ベスト&悪くない&ワーストペアリングと考え方のコツ

さあ、実際に料理とワインを合わせてみましょう!先述したブドウ品種の特徴と照らし合わせて、さまざまな組み合わせを試してみてください。今回の5つの品種を例に検証していきましょう。

 

シャルドネ(白い花の香り系)

ベストペアリング:
鳥もも肉グリル塩焼き 、生姜ニンニク唐揚げ、鯛や平目の刺身

悪くないペアリング:
ほうれん草の胡麻和え、タイ刺身、焼きイカ、豚テキロース塩焼き 、タコ刺身、和牛レア焼き

ワーストペアリング:
マグロ中トロ、サーモン刺身、焼き鳥タレ、鳥レバータレ 、塩サバ

 

「白い花の香り」が強く出るワインは、ジャスミンティーのような香りとラムネのような味わいを合わせるのがおすすめです。
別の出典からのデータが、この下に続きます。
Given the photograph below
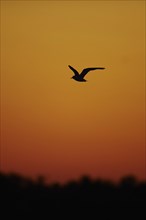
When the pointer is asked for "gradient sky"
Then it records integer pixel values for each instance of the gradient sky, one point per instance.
(57, 127)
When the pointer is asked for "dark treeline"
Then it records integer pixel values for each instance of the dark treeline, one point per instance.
(22, 196)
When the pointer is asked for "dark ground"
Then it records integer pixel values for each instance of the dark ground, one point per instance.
(26, 199)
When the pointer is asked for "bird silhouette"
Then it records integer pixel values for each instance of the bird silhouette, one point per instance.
(80, 77)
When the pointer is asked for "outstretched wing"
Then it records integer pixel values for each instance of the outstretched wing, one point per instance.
(85, 71)
(75, 71)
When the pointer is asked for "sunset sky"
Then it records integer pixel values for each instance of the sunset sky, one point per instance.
(57, 127)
脂身の強いマッタリした魚(中トロやサーモン等)は臭みが出てギスギスしてしまうので合いません。

反対に鶏や豚の塩焼きをさっぱりさせ、ハーブ感で心地よくしてくれます。白味の魚(鯛や平目)はハーブでマリネにするとワインのジャスミン感が爽快に広がります。ほうれん草などの菜葉系などもハーブ感が心地よく伸びます。食材を食べた後に「ジャスミンティーが飲みたくなる!」ここがポイントです。


 

グリッロ(柑橘系)

ベストペアリング:

ほうれん草の胡麻和え 、鶏もも肉グリル塩焼き 、ローストビーフ、空豆、枝豆

悪くないペアリング:
鴨パストラミ胡椒 、和牛脂身 、筑前煮根菜

ワーストペアリング:
中トロ、サーモン刺身、タイ刺身、焼きイカ

 

柑橘系のワインのペアリングで分かりやすい考え方が「オレンジを絞って美味しいかどうか」です。柑橘系ワインには、特徴である酸味とアーモンドの様な苦味を合わせるのがおすすめ。ほうれん草やブロッコリー、枝豆や空豆などは苦味が補填されて相性抜群になります。春夏の苦味野菜に柑橘系ワインはベストマッチです。
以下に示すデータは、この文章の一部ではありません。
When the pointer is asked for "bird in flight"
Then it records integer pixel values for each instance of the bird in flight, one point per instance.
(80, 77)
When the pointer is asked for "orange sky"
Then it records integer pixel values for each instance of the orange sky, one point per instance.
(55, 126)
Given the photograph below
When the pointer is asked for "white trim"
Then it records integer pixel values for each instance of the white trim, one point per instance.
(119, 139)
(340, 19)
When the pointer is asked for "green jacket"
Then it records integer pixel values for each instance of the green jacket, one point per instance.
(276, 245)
また、塩味の焼き鳥も柑橘系ワインとの相性抜群。和牛などの脂身もサッパリさせてくれます。


 

ネロ・ダーヴォラ(黒果実系で果実味とタンニンが甘い)

ベストペアリング:
トンテキ(塩焼き)、牛肉赤身(塩焼き)、和牛レア焼き(塩)、鴨パストラミ、マグロ中トロ(醤油)

悪くないペアリング:タイの刺身、焼き鳥塩、茹でタコ刺身

ワーストペアリング:イカ焼き(醤油)、塩サバ、シシャモ、和牛脂身

 

黒果実系で果実味とタンニンが甘いワインは「ブルーベリーソースを付けて食べても美味しいと感じる組み合わせ」がベストペアリングになります。酸味とブルーベリーのような果実味、鉄分、甘いタンニンを生かすペアリングを考えてみましょう。例としては、豚肉や牛肉の淡白な部位、鴨肉、中トロなど。果実味系ワインの特徴を生かした補填のペアリングです。豚や鴨は鉄分の強い食材なので、ワインも鉄分を感じられるものが良い組み合わせになります。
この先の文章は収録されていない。